Member of Cookstown District Council
- In office 15 May 1985 – 19 May 1993
- Preceded by: Seat created
- Succeeded by: William Cuddy
- Constituency: Drum Manor

Personal details
- Born: Newmills, County Tyrone, Northern Ireland
- Party: TUV (2007 - 2019) DUP (before 1993)
- Other political affiliations: UKUP (2007) Ulster Independence (1993 - 1996)

= Walter Millar =

Northern Irish unionist politician

Walter Millar is a Northern Irish unionist politician.

==Early years==
Millar grew up on a farm in Newmills, County Tyrone. He became the founding secretary of the Newmills Apprentice Boys in 1982.

==Early career==
He was elected to Cookstown District Council for the Democratic Unionist Party (DUP) at the 1985 local elections, and held his seat in 1989. For part of this period, he served as vice-chairman of the council.

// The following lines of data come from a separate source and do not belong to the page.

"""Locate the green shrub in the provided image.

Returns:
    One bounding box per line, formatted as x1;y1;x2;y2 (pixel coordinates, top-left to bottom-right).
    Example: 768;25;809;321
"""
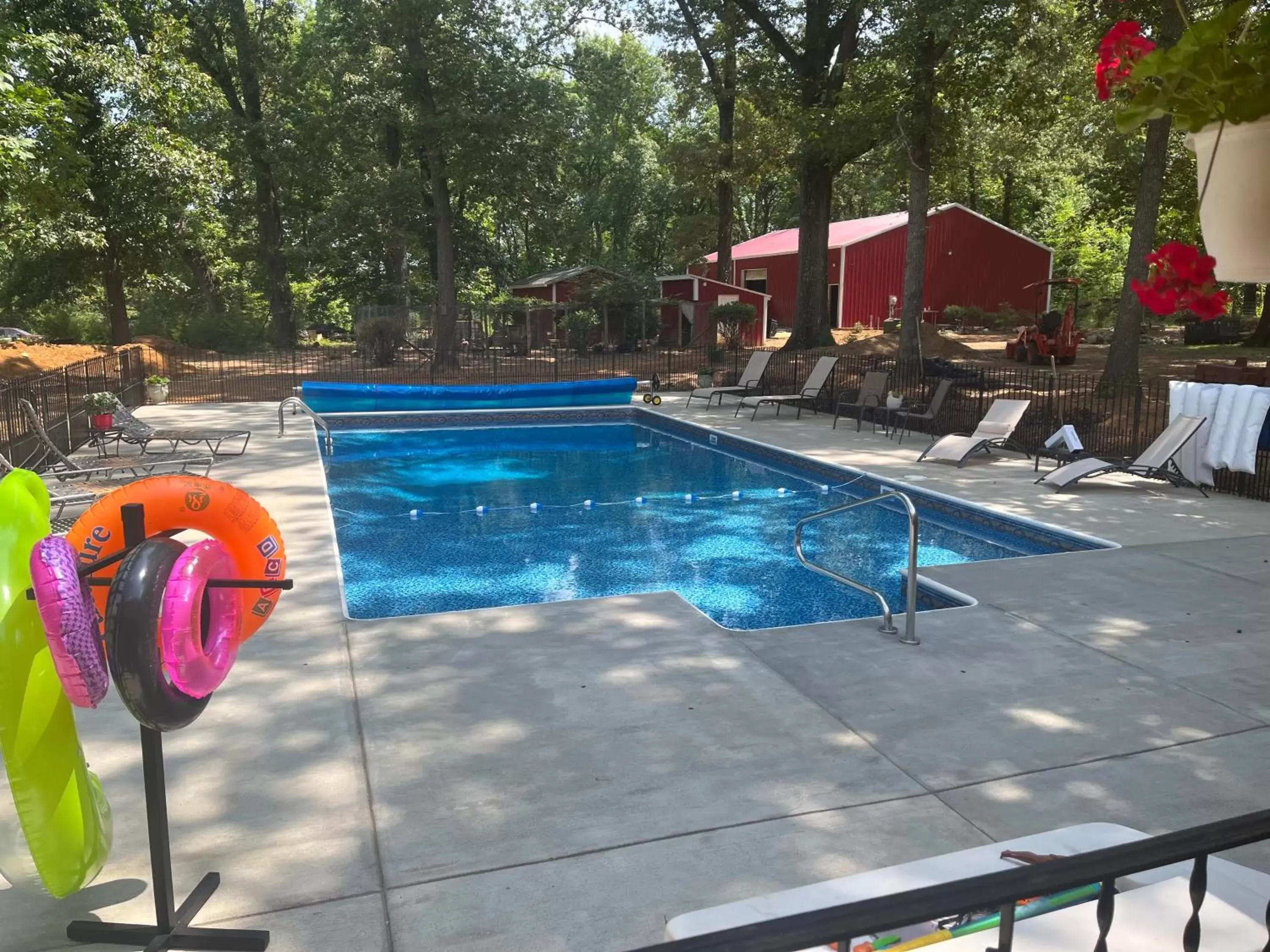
357;317;405;367
710;301;758;350
560;307;599;354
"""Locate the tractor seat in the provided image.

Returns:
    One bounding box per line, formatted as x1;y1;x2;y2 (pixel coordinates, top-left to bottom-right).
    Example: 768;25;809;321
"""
1036;311;1063;338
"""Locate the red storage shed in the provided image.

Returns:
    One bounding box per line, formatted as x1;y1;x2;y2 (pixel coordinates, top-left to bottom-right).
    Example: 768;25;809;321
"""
511;264;621;347
706;204;1054;327
657;274;771;347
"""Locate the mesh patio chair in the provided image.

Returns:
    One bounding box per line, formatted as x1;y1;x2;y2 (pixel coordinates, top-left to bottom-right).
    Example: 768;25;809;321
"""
686;350;773;410
895;378;952;443
1036;416;1208;498
113;397;251;456
18;400;216;481
733;357;838;420
917;400;1031;467
833;371;890;433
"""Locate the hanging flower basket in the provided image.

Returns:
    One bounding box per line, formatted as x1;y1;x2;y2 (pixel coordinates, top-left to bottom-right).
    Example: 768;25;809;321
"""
1186;116;1270;284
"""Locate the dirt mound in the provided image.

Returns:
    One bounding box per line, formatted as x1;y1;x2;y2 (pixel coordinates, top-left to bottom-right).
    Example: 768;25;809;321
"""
826;324;984;360
0;340;113;380
0;338;180;380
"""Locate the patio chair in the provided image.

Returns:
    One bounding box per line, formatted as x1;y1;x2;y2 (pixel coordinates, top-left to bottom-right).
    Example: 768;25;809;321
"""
1036;416;1208;498
113;397;251;457
18;399;216;481
0;453;137;536
733;357;838;420
917;400;1031;468
688;350;773;410
833;371;890;433
895;377;952;443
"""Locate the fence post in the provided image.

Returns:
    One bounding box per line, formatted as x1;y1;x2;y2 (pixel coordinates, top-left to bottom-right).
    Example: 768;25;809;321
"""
1133;383;1142;453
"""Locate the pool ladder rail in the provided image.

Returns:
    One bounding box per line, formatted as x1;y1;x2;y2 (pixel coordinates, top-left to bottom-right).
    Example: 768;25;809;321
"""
794;490;922;645
278;396;334;456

Millar resigned from the DUP in the mid-1990s, joining the Ulster Independence Movement. He stood for his new party in Mid Ulster at the 1996 elections to the Northern Ireland Forum, but his list only took 263 votes, and he was not elected. He also failed to be elected from his fourth place on the party's regional list.

==Career==
Millar was also a leading figure in the Tyrone Orange Order, and rose to become Deputy Grand Master to Joel Patton. Like Patton, he was a leading figure in the Spirit of Drumcree group, and the two were compelled to leave the Order in 1998.

Opposing the St Andrews Agreement, Millar joined the UK Unionist Party, and stood in Mid Ulster again at the 2007 Northern Ireland Assembly election. In one of the party's better results, he took 2.7% of the votes cast. The party disbanded soon afterwards, and Millar became the founding Mid Ulster Chairman of Traditional Unionist Voice. He stood in the Westminster constituency of Mid Ulster at the 2010 general election, holding his deposit, taking fifth place and 7.3% of the votes cast. The following year, he stood in the equivalent constituency at the Assembly election, and received 4.7% of the vote. He also stood for the TUV in Cookstown at the 2011 local elections, but came bottom of the poll, with 461 votes.

The TUV decided to support an Independent Unionist unity candidate, Nigel Lutton, at the 2013 Mid Ulster by-election and Millar was among those who signed Lutton's nomination papers.